If you know a 'Canadian Original' we should be featuring, please email us your ideas at originals@bellmedia.ca.

WINNIPEG -- I love shoes. Love them!

The black pumps, the tan pumps, the brown loafers, that pair of tall leather boots I bought last fall, I think the colour was called tobacco.

Shoes make me happy. So imagine my delight when I was given the go-ahead to profile a local company that makes some of the most beautiful footwear I’ve ever seen.  Manitobah Mukluks.  The shoes and boots made by this Canadian company have donned the feet of Hollywood celebrities like Jessica Biel and Megan Fox. Kate Moss is a fan too.

The mukluks and moccasins are made of cowhide leather and suede, rabbit and coyote fur. In the eyes of many in the world today, a social taboo, but company owner Sean McCormick makes no apologies. He’s a big believer in sustainability.

“We make footwear that should last years. This is not throw away stuff. I think one of the biggest drivers of sustainability is making something that’s not meant to be thrown away a month later,” he said.

The idea for Manitobah Mukluks was born from a place that goes beyond social norms, the footwear is part of McCormick’s culture. A Metis man. His father is Caucasian. His mother’s family is Cree.
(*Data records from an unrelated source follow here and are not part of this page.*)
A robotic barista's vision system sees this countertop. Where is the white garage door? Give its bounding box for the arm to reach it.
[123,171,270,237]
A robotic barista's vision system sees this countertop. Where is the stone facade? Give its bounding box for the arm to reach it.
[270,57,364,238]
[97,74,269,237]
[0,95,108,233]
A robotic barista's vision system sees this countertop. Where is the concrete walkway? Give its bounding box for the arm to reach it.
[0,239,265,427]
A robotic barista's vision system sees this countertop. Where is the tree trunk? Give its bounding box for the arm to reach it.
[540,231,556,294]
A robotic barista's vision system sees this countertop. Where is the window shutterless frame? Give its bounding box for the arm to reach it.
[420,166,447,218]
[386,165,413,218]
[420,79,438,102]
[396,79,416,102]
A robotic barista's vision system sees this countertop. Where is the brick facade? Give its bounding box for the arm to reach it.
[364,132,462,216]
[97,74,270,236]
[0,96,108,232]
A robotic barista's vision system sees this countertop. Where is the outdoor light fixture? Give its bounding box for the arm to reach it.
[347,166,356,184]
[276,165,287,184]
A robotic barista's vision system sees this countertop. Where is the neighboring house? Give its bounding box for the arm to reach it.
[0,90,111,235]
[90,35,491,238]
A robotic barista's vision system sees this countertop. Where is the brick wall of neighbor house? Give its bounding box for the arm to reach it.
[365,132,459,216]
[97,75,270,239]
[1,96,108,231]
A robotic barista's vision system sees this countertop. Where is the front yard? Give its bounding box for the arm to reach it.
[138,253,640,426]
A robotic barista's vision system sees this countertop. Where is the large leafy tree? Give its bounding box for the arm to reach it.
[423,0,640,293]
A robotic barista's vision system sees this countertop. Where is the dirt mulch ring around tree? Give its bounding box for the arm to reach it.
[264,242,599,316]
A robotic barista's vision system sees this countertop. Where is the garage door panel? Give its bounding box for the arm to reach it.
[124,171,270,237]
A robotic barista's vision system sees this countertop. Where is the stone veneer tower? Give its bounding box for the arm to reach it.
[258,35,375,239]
Sean and his partner in the company, his sister Heather, spent much of their childhood in Manitoba’s north. They learned how to preserve furs and tan leather. They grew up wearing moccasins and mukluks.
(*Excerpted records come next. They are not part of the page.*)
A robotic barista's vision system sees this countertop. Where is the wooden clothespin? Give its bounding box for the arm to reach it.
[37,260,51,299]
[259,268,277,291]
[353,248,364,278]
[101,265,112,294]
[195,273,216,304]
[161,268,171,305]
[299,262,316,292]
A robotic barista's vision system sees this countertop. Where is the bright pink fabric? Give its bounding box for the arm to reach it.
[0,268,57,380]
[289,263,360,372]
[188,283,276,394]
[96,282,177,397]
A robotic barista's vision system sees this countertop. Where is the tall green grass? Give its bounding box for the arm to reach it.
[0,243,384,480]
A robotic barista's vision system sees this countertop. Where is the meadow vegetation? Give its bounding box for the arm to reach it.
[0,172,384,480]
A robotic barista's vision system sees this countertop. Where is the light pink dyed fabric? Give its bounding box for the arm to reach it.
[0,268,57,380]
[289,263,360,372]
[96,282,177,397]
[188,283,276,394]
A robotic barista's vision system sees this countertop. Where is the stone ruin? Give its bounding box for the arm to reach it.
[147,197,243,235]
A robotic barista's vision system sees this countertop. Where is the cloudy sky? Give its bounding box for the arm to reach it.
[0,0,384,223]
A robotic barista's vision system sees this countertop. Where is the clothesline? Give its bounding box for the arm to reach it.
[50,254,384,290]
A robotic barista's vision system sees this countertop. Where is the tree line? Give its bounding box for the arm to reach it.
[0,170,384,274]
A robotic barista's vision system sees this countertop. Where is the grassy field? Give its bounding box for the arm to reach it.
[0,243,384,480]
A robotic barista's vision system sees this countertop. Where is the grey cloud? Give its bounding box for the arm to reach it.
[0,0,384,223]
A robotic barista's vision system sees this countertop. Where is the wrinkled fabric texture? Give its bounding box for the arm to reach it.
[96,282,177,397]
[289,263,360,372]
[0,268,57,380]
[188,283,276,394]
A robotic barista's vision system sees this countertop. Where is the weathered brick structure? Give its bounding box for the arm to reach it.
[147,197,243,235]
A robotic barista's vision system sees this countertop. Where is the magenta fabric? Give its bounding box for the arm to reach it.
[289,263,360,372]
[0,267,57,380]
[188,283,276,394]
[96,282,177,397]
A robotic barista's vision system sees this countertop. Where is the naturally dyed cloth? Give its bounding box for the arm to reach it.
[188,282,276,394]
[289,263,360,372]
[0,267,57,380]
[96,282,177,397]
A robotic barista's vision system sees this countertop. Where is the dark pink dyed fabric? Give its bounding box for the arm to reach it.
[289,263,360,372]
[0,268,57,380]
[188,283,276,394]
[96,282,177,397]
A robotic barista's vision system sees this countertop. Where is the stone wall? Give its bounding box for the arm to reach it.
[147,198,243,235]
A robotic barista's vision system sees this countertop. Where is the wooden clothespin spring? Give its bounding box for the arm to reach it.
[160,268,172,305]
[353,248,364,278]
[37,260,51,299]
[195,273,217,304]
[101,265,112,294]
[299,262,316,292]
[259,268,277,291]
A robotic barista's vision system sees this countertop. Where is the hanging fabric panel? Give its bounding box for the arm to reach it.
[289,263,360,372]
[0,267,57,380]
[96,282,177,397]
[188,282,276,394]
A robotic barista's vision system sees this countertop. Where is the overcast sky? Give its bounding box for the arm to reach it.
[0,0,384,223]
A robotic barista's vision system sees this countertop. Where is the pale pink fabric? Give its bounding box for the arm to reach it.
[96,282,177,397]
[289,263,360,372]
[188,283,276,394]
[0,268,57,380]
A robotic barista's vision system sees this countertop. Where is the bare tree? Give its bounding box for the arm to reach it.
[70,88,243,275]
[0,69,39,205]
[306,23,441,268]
“There’s pride and there’s also opportunity and putting those two things together is really what’s driven me over the years to work at building this brand,” McCormick said.
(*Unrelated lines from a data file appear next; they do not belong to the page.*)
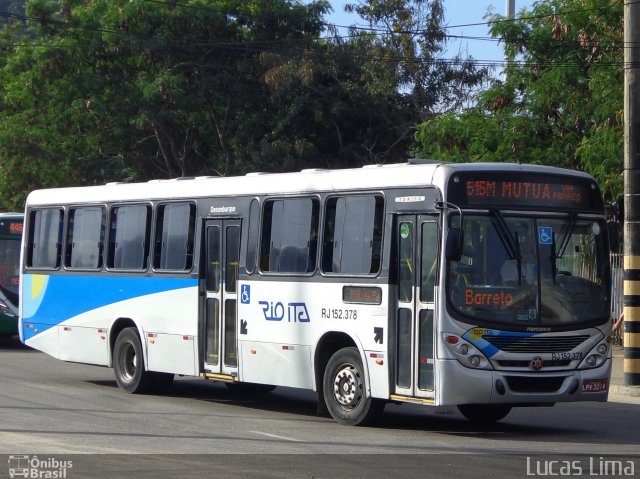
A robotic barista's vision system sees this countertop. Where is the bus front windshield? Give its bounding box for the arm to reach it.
[447,215,609,328]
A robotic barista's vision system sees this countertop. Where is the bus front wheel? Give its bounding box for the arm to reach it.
[113,328,157,394]
[458,404,511,424]
[323,348,384,426]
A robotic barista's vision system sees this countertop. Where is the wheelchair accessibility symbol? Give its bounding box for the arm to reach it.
[240,284,251,304]
[538,226,553,244]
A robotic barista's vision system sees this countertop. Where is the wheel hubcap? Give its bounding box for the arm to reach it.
[333,364,362,409]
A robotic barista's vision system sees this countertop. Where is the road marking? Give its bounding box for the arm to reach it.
[249,431,302,442]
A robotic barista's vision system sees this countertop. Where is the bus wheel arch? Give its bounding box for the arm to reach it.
[313,331,356,417]
[109,318,138,367]
[315,333,384,426]
[112,326,159,394]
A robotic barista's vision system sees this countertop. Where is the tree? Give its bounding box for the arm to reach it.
[0,0,485,208]
[260,0,487,167]
[415,0,623,199]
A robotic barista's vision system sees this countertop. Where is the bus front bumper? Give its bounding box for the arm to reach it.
[436,358,611,406]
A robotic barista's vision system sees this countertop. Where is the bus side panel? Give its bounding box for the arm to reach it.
[145,332,199,376]
[57,325,109,366]
[22,274,198,374]
[240,341,313,389]
[238,280,389,398]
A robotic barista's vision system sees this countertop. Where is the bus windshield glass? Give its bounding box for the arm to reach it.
[447,210,609,328]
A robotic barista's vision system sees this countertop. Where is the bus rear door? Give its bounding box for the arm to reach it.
[204,219,241,380]
[393,215,438,402]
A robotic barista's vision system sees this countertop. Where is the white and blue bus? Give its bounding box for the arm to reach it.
[20,160,611,425]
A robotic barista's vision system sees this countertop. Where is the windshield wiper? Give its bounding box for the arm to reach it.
[490,210,522,284]
[556,213,578,258]
[549,213,578,284]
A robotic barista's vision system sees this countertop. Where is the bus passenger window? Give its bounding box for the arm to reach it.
[65,206,105,269]
[260,198,320,273]
[27,208,63,268]
[322,195,384,275]
[107,205,151,270]
[153,203,196,271]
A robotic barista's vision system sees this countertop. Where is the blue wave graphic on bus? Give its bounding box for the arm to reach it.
[22,274,198,335]
[462,328,538,358]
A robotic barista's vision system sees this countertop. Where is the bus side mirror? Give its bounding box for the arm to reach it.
[607,221,620,252]
[445,226,464,261]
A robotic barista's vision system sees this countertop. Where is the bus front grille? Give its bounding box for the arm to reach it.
[482,334,589,353]
[506,376,564,393]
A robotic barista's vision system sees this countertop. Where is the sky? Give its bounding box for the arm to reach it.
[326,0,534,62]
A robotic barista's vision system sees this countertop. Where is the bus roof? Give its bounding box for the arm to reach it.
[27,160,591,206]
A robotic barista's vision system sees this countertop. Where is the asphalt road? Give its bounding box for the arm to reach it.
[0,339,640,479]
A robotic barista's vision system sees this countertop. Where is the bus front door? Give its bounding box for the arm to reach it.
[394,215,438,400]
[204,219,241,377]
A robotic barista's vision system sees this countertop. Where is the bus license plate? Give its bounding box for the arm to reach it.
[582,379,607,393]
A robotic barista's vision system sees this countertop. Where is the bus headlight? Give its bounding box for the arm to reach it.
[444,334,493,369]
[578,341,609,369]
[0,300,16,318]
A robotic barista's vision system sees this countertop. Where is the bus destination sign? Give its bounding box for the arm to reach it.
[450,174,602,210]
[0,221,22,236]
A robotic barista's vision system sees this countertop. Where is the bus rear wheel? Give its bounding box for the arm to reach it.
[113,328,158,394]
[323,348,384,426]
[458,404,511,424]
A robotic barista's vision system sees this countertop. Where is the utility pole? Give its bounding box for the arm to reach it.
[505,0,516,18]
[624,2,640,386]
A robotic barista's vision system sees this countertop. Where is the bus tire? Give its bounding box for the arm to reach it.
[113,328,157,394]
[458,404,511,424]
[323,348,384,426]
A brand that’s now sold internationally, in Australia, Russia, Japan, the United States and all across Europe.

And the success of this company translates into success for their community and First Nations people.

With every pair of Mukluks sold, money goes back to a Winnipeg-based school, the Centre for Aboriginal Human Resource Development.  It’s where Sean McCormick himself graduated from business. He goes back each year to hand out a bursary from his company, to help another First Nations student realize their dream.

The McCormicks have acknowledged while Manitobah Mukluks is their own, the idea, the original product, is their people’s. The elders and the artisans who still live on Canada’s First Nations, the people who still create authentic mukluks.

To keep the art alive, the McCormicks also sell footwear that is not their own. Authentic handmade Mukluks, some sell for as much as $1,200, and all the money goes back to First Nations artists who created them.

“It’s a business, but we are also sharing our culture and our heritage with the world,” said Heather McCormick.

For this shoe lover, the story shows the beauty of footwear isn’t only the supple leather, the colour, the fit … maybe it goes beyond that… to the sole.